POLLY Well that’s the fear now, isn’t it?

Dangerous bodies

Everywhere you turn.

KATE Love that!

POLLY I’m just talking Kate.

KATE Poets never just talk.

POLLY It’s all they do.

KATE It was so good by the way.

People are always emphasising the greatness, the what,

But you just did the craft.

The How, not the why or ‘what does it mean’

POLLY You can’t play the piano without knowing your…

KATE Onions

POLLY Scales.

KATE You’re a fantastic teacher.

POLLY It’s my job.

KATE No, you’re a poet.

POLLY There’s nine poets in the country that make any kind of living and not a single one of them is me. I don’t mind teaching. I like being around people. Keeps you on your…

KATE Toes

POLLY On point rather than resting on your…

KATE Laurels?

POLLY I hoped you’d say arse.

KATE Arse.

POLLY

KATE You look sad.

POLLY You don’t. You’re like a light bulb, eyes like pencils, every dimension of you pert and sprung like a queen-size mattress floods of joy bubbling out any which way, look at you, fresh and ripe, forced to sit across the table from this ancient sack of –

KATE No one’s forcing me.

POLLY Rotten fruit.

KATE Just a bad day I’m sure.

POLLY No actually my day’s been pretty good.

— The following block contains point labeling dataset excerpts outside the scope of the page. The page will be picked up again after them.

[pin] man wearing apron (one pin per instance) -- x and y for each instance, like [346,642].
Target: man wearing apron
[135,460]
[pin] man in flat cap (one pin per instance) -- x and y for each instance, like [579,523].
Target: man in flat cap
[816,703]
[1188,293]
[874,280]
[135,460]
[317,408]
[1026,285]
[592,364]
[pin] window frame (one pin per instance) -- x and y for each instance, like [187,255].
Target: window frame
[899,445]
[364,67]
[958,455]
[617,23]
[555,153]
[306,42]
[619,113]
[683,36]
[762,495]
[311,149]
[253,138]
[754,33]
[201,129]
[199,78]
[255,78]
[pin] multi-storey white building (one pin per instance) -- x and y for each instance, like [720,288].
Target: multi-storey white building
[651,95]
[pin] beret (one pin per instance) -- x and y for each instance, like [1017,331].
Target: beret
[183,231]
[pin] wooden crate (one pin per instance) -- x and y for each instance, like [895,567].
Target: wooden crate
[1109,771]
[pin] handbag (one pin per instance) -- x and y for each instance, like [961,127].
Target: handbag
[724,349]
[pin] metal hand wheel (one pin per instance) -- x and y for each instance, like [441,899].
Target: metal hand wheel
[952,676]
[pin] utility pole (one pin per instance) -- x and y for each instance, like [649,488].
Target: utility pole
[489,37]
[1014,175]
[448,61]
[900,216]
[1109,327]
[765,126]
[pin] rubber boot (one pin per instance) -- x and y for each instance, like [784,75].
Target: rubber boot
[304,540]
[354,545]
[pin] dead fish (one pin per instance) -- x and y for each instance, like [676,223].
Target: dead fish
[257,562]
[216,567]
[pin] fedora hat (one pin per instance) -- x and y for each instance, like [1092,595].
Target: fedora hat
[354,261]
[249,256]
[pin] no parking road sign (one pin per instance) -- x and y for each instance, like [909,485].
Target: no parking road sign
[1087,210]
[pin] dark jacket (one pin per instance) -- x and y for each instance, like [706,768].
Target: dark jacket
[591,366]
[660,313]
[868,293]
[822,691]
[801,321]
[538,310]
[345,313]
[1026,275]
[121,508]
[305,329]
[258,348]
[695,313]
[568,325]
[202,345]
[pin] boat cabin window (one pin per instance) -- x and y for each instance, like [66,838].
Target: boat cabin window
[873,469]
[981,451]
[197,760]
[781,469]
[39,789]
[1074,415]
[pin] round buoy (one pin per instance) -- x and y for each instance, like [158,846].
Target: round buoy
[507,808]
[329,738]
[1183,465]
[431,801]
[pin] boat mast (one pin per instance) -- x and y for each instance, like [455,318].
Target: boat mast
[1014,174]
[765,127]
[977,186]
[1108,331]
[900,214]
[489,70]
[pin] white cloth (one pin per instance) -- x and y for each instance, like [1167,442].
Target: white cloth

This isn’t a feeling, it’s a state

My problem isn’t that I feel old, it’s what happens in the mirror.

It’s not comparing your age with other people that’s worrying – that happens quite early – it’s when you start wondering if you’re older than objects. That wall, this chair. When you realise whole buildings have been erected and knocked down again in the time you’ve been on the planet. Do I have to call you Kate? I should find you a nickname.

KATE You’re not old, you’re what? Thirty-five?

POLLYLiar.

KATE What?

POLLY You know how / old I am.

KATE Okay but / you’re –

POLLY I’m a horror show, a travesty of the pictures you’ve seen on the website, I know what you see because I think it myself, I don’t meet someone for five, ten years, then when I do they’ve got lines, here, and here, a little more weight or a lot more weight, I look at them, pity them, poor fucker, age has got them.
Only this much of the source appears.